Creating an endpoint
You pick the checkpoint to serve, the GPU instance to serve it on, and the serving parameters below. The platform renders a serving configuration, stands up a persistent deployment that mounts the checkpoint read-only, and exposes it at a stable subdomain with a health check.
Serving parameters
| Parameter | Meaning |
|---|---|
| Checkpoint | The checkpoint to serve. Must belong to your organization. |
| GPU instance | The GPU instance to serve on. |
| Max context | Maximum context length the endpoint will accept. |
| Precision | Serving precision (for example bfloat16). |
| Quantization | Optional serving-time quantization. |
Using an endpoint
Once the endpoint is healthy, send requests to its URL. The endpoint exposes a health check so the platform (and you) can tell when it is ready to serve. The model stays loaded for the life of the endpoint, so there is no per-request cold start once it is running.
The endpoint detail page shows its connection details, serving configuration, recent activity, and an example request.

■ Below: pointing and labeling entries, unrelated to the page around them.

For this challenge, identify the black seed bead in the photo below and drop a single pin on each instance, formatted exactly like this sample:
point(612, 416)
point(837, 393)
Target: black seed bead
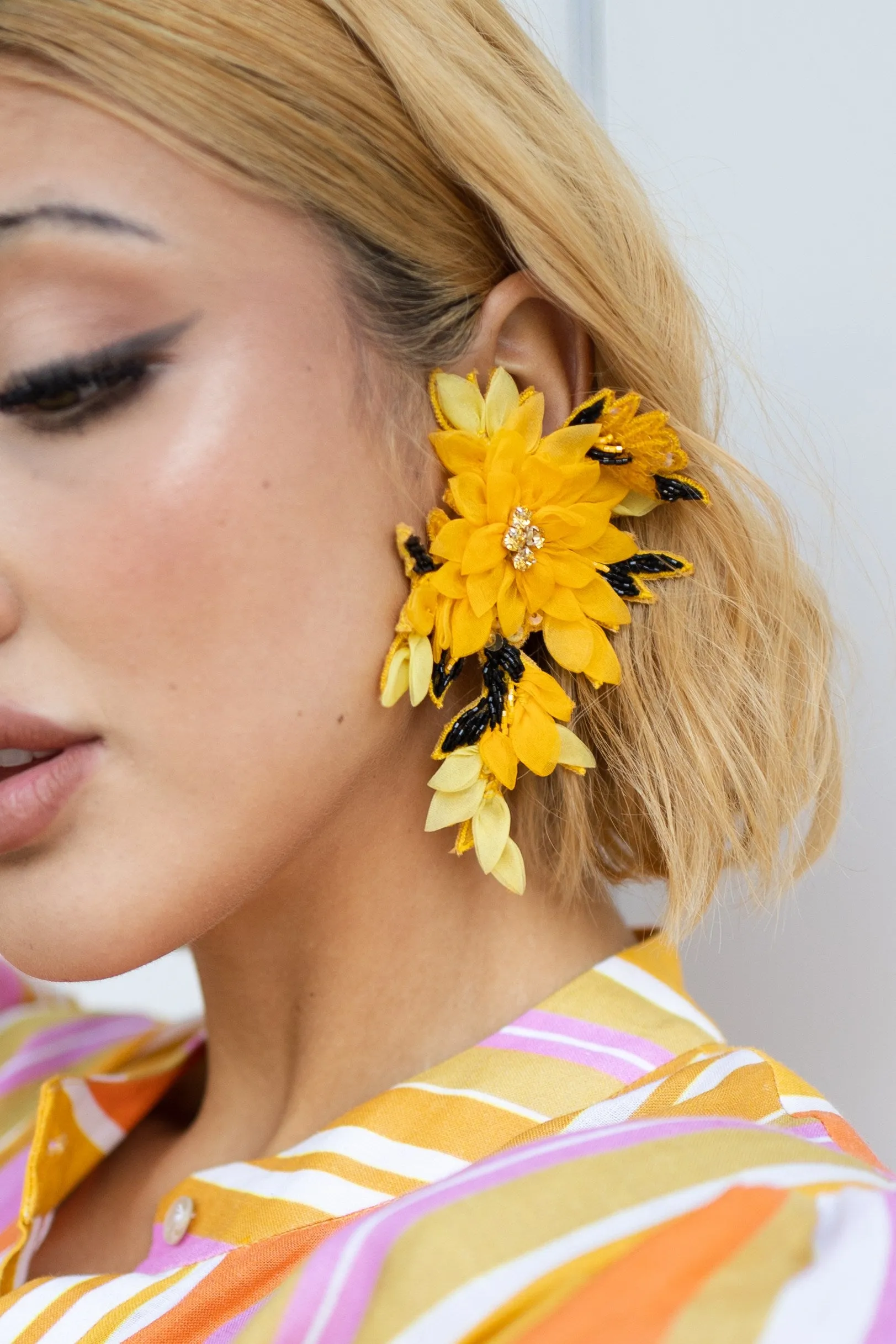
point(423, 562)
point(590, 414)
point(671, 490)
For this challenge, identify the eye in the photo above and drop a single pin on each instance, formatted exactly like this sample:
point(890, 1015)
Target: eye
point(70, 391)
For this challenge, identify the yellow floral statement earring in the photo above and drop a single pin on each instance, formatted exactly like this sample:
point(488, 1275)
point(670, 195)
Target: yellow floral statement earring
point(532, 550)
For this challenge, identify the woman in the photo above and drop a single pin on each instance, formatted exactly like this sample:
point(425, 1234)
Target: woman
point(237, 240)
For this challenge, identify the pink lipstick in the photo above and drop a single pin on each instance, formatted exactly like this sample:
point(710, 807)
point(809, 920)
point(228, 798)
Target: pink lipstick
point(42, 765)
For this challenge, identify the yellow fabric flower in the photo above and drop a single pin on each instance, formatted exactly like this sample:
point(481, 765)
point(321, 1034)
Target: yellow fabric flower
point(534, 527)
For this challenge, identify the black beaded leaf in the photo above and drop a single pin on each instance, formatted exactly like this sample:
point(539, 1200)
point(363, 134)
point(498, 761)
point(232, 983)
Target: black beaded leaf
point(674, 488)
point(590, 414)
point(624, 580)
point(423, 562)
point(503, 664)
point(444, 674)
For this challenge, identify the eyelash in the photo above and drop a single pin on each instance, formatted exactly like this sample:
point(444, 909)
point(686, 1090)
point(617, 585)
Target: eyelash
point(70, 395)
point(67, 394)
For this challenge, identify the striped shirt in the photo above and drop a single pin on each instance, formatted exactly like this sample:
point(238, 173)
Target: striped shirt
point(602, 1168)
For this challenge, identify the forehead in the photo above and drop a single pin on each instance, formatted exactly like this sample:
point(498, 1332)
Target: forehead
point(65, 165)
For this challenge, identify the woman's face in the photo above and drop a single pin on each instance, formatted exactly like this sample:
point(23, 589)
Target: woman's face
point(197, 573)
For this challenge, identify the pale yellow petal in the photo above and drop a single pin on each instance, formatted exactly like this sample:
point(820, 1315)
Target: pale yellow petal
point(449, 809)
point(501, 401)
point(458, 772)
point(397, 678)
point(528, 420)
point(461, 401)
point(491, 831)
point(636, 506)
point(421, 667)
point(511, 870)
point(574, 752)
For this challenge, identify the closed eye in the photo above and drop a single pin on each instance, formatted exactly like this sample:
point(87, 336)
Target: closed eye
point(66, 393)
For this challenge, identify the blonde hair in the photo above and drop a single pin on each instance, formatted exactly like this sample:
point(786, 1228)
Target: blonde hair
point(442, 150)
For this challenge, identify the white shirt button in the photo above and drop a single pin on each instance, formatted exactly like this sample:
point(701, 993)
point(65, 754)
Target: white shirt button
point(178, 1219)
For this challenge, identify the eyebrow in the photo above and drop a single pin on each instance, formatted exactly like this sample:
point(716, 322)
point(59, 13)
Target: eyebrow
point(76, 217)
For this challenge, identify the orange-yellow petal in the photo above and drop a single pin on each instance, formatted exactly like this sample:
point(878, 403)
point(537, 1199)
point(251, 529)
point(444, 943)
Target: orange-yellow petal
point(543, 689)
point(537, 584)
point(614, 544)
point(570, 643)
point(453, 539)
point(469, 632)
point(484, 549)
point(535, 738)
point(569, 569)
point(499, 757)
point(605, 664)
point(511, 605)
point(458, 452)
point(562, 605)
point(468, 496)
point(594, 521)
point(602, 604)
point(483, 589)
point(503, 496)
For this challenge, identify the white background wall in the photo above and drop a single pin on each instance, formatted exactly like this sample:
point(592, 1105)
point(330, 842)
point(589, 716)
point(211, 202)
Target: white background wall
point(766, 135)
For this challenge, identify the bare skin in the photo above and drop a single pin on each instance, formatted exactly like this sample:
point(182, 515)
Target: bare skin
point(203, 577)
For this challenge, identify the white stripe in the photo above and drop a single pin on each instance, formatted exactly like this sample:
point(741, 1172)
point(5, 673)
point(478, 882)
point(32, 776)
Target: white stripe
point(614, 1110)
point(163, 1301)
point(581, 1045)
point(30, 1307)
point(96, 1304)
point(92, 1120)
point(835, 1299)
point(364, 1145)
point(798, 1105)
point(656, 992)
point(476, 1096)
point(458, 1314)
point(319, 1190)
point(718, 1072)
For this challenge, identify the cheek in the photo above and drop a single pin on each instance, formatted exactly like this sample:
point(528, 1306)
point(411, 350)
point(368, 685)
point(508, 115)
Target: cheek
point(219, 612)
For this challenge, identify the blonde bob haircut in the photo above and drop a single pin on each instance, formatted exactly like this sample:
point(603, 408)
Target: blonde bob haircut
point(442, 152)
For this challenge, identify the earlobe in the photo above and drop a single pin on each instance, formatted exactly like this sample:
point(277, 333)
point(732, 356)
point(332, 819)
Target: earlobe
point(538, 343)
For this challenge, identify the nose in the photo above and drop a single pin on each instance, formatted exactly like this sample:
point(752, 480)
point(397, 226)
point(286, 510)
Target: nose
point(10, 611)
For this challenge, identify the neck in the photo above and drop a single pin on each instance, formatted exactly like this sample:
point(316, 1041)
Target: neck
point(373, 956)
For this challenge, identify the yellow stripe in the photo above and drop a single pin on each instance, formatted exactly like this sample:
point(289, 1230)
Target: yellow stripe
point(733, 1305)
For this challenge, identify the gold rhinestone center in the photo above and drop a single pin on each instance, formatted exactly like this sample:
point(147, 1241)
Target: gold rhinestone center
point(523, 539)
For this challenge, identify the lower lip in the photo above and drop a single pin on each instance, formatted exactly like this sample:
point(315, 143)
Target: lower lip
point(33, 800)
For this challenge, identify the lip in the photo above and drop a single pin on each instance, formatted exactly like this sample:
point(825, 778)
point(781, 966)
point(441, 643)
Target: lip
point(31, 800)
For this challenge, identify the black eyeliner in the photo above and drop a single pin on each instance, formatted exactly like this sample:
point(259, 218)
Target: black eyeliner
point(110, 366)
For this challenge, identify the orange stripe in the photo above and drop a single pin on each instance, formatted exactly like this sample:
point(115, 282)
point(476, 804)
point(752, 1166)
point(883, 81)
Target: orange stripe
point(845, 1136)
point(636, 1300)
point(246, 1276)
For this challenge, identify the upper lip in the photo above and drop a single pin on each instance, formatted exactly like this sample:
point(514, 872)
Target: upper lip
point(30, 733)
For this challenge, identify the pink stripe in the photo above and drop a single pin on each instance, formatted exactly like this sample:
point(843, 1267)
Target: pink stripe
point(13, 988)
point(81, 1041)
point(13, 1178)
point(190, 1252)
point(359, 1252)
point(596, 1035)
point(884, 1326)
point(230, 1330)
point(622, 1070)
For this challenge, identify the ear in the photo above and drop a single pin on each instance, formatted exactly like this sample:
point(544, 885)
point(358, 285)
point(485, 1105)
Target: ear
point(538, 343)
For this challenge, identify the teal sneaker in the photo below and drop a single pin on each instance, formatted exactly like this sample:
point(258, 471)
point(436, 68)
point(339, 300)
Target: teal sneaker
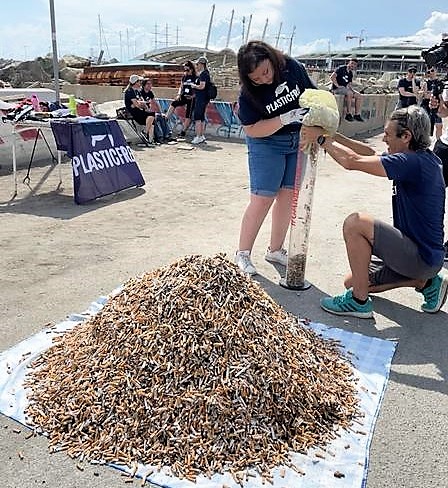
point(435, 294)
point(346, 305)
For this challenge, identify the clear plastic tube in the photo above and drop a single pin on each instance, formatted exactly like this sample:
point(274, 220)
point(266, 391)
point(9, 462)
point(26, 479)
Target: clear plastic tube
point(301, 220)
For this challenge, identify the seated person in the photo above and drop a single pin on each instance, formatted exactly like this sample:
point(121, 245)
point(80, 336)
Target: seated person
point(341, 80)
point(138, 108)
point(162, 133)
point(408, 88)
point(185, 96)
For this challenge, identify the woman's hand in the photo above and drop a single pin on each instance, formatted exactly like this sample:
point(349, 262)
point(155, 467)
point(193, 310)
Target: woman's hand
point(309, 134)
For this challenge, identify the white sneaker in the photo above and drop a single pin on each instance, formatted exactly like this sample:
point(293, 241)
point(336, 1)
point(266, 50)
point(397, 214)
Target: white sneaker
point(280, 256)
point(198, 140)
point(242, 259)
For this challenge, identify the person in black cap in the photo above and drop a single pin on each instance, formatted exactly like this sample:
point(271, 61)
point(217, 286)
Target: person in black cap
point(137, 107)
point(201, 99)
point(341, 80)
point(408, 88)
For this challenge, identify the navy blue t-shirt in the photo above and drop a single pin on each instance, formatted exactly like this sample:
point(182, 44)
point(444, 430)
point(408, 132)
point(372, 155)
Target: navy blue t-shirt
point(344, 76)
point(275, 100)
point(129, 95)
point(418, 200)
point(202, 95)
point(407, 85)
point(187, 90)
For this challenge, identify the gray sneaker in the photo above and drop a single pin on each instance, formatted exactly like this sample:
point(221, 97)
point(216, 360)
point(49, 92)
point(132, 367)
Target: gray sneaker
point(280, 256)
point(242, 259)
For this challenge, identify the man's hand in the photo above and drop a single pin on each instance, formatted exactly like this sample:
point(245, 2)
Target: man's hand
point(295, 115)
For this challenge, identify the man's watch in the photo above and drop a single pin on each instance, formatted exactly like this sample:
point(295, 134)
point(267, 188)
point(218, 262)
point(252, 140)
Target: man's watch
point(321, 140)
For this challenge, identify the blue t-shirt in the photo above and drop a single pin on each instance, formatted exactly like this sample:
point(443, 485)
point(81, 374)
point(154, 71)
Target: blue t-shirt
point(344, 76)
point(272, 100)
point(407, 85)
point(202, 95)
point(418, 200)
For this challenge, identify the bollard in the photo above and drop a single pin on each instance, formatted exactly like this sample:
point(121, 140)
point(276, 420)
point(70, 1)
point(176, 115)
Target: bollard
point(301, 220)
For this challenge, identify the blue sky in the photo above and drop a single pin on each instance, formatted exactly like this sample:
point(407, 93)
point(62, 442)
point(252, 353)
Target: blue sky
point(132, 27)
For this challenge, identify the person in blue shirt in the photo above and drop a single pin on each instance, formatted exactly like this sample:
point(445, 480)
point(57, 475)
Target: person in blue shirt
point(411, 250)
point(185, 96)
point(408, 88)
point(200, 87)
point(341, 84)
point(137, 107)
point(271, 83)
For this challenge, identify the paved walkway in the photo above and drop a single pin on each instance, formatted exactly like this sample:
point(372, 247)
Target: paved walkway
point(57, 257)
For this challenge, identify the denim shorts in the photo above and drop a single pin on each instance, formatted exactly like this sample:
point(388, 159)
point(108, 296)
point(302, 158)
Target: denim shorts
point(272, 163)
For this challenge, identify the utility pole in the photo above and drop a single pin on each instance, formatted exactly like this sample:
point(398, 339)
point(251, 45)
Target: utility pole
point(156, 33)
point(127, 42)
point(248, 28)
point(210, 27)
point(264, 30)
point(290, 40)
point(55, 52)
point(278, 35)
point(228, 38)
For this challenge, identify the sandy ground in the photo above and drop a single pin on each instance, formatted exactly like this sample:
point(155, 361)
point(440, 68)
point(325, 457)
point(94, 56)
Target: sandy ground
point(56, 257)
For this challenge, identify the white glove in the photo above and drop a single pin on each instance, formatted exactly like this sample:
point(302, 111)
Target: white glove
point(295, 115)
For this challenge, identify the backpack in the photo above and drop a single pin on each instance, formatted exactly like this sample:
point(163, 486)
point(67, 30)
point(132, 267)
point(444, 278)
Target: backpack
point(212, 91)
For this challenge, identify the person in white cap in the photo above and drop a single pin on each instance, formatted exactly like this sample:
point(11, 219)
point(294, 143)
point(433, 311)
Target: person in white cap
point(138, 108)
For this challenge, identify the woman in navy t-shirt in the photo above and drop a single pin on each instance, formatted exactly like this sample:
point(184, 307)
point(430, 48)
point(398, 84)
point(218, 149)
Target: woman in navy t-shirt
point(271, 84)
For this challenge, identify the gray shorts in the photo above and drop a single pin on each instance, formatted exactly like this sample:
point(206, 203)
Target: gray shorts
point(399, 258)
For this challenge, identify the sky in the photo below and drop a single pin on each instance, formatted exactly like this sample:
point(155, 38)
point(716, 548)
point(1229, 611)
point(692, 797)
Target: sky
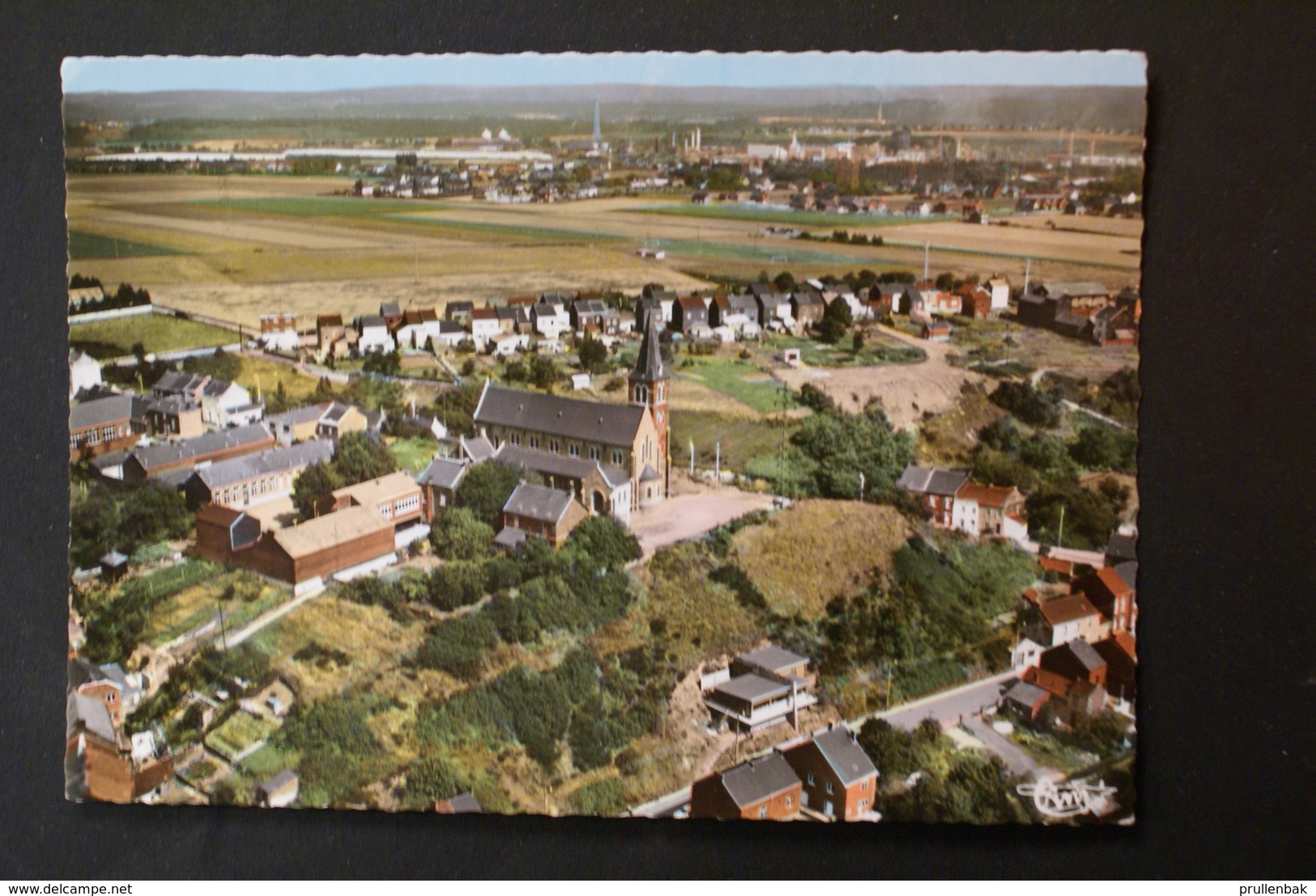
point(141, 74)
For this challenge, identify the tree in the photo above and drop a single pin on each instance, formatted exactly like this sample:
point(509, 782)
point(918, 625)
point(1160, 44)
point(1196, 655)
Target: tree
point(458, 534)
point(361, 456)
point(315, 483)
point(836, 321)
point(432, 778)
point(604, 541)
point(594, 355)
point(484, 490)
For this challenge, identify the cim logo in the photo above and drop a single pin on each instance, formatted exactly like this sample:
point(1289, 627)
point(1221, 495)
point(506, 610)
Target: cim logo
point(1069, 799)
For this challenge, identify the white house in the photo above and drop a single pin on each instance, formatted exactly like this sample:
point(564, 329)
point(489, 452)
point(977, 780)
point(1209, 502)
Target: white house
point(999, 288)
point(374, 336)
point(551, 320)
point(83, 372)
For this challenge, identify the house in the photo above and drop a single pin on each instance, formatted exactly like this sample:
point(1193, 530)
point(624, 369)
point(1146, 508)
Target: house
point(936, 332)
point(172, 462)
point(1063, 307)
point(632, 437)
point(254, 478)
point(974, 302)
point(1120, 654)
point(83, 372)
point(438, 485)
point(299, 424)
point(1111, 593)
point(113, 423)
point(838, 778)
point(549, 320)
point(101, 763)
point(807, 307)
point(484, 325)
point(603, 488)
point(593, 313)
point(983, 509)
point(999, 288)
point(935, 488)
point(279, 332)
point(764, 788)
point(458, 311)
point(690, 313)
point(221, 403)
point(374, 336)
point(551, 513)
point(357, 529)
point(339, 420)
point(1059, 620)
point(279, 791)
point(760, 690)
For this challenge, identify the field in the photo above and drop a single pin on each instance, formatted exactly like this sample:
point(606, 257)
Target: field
point(252, 245)
point(115, 337)
point(88, 245)
point(782, 557)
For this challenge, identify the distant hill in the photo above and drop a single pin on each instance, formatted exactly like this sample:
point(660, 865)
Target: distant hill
point(1101, 108)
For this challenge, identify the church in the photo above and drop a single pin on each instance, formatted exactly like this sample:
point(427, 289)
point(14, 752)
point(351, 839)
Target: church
point(625, 441)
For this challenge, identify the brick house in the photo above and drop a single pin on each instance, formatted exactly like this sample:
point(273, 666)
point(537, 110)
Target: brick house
point(838, 778)
point(764, 788)
point(549, 513)
point(935, 488)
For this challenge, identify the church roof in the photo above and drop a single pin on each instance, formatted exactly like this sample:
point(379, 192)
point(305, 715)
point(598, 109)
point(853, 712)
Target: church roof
point(649, 361)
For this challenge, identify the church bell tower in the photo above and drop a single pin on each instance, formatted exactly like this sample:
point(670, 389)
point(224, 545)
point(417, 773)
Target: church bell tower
point(648, 386)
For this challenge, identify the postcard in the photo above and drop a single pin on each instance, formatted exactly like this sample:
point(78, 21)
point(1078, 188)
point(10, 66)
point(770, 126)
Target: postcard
point(670, 435)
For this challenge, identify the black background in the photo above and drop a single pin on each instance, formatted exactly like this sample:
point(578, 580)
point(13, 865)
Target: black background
point(1225, 633)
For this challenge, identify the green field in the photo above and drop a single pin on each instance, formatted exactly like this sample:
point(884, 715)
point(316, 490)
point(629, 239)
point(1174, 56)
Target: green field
point(237, 733)
point(414, 454)
point(115, 337)
point(741, 440)
point(874, 351)
point(790, 216)
point(88, 245)
point(745, 383)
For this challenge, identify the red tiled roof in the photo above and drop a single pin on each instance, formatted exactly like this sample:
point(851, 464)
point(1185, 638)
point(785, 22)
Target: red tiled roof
point(1067, 609)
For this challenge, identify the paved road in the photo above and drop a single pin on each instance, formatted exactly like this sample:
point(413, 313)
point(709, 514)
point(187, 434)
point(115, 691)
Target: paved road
point(1015, 757)
point(947, 707)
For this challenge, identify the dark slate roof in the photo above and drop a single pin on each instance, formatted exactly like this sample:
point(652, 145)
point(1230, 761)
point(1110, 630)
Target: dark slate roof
point(932, 482)
point(265, 462)
point(649, 361)
point(282, 779)
point(537, 503)
point(444, 473)
point(1027, 694)
point(103, 410)
point(752, 687)
point(511, 537)
point(758, 779)
point(1122, 548)
point(155, 456)
point(556, 465)
point(1086, 654)
point(1128, 571)
point(610, 424)
point(846, 758)
point(773, 658)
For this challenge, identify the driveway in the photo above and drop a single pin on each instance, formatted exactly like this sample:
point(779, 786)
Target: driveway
point(688, 516)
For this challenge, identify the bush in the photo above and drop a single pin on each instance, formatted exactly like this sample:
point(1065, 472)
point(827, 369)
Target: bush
point(458, 534)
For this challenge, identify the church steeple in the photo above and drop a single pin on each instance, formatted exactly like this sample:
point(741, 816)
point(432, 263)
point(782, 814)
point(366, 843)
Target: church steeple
point(648, 384)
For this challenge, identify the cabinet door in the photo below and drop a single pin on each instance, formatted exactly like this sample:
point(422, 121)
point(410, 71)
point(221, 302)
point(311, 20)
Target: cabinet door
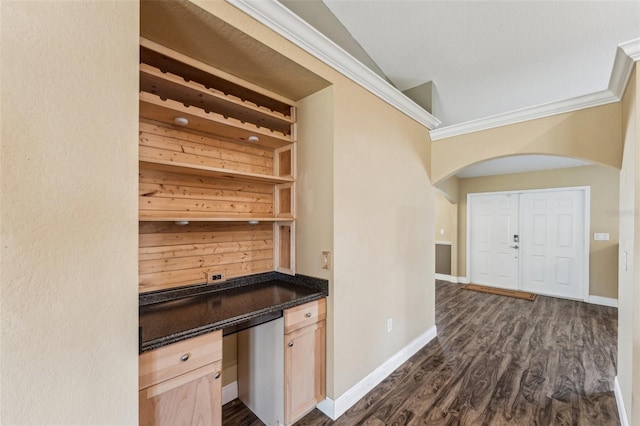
point(194, 398)
point(304, 362)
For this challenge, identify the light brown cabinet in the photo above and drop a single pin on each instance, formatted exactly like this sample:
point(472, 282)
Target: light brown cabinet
point(304, 359)
point(283, 378)
point(180, 384)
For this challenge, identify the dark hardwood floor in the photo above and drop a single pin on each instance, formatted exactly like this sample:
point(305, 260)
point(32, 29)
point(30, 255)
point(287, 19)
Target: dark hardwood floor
point(496, 361)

A Metrics tab tracks request rate, latency, time to first token, token throughput, and GPU use over time.

Managing endpoints
Token Factory lists your endpoints with their status, and lets you stop and remove an endpoint when you no longer need it.

Lifecycle and the checkpoint
An endpoint holds a read-only reference to its checkpoint for as long as it runs. A checkpoint that an endpoint is actively serving cannot have its underlying bytes reclaimed: deletion of a checkpoint with active consumers is blocked, and byte reclamation only happens once every endpoint that read it has stopped. This means you can delete a checkpoint record without disrupting an endpoint that is still serving it; the cleanup waits for the endpoint to go away.
Cost
An inference endpoint is a persistent GPU deployment. It consumes its GPU instance for as long as it runs, whether or not it is receiving traffic. Stop endpoints you are not using. For workloads that do not need a model resident at all times, a fine-tuning job or a batch Job may fit better.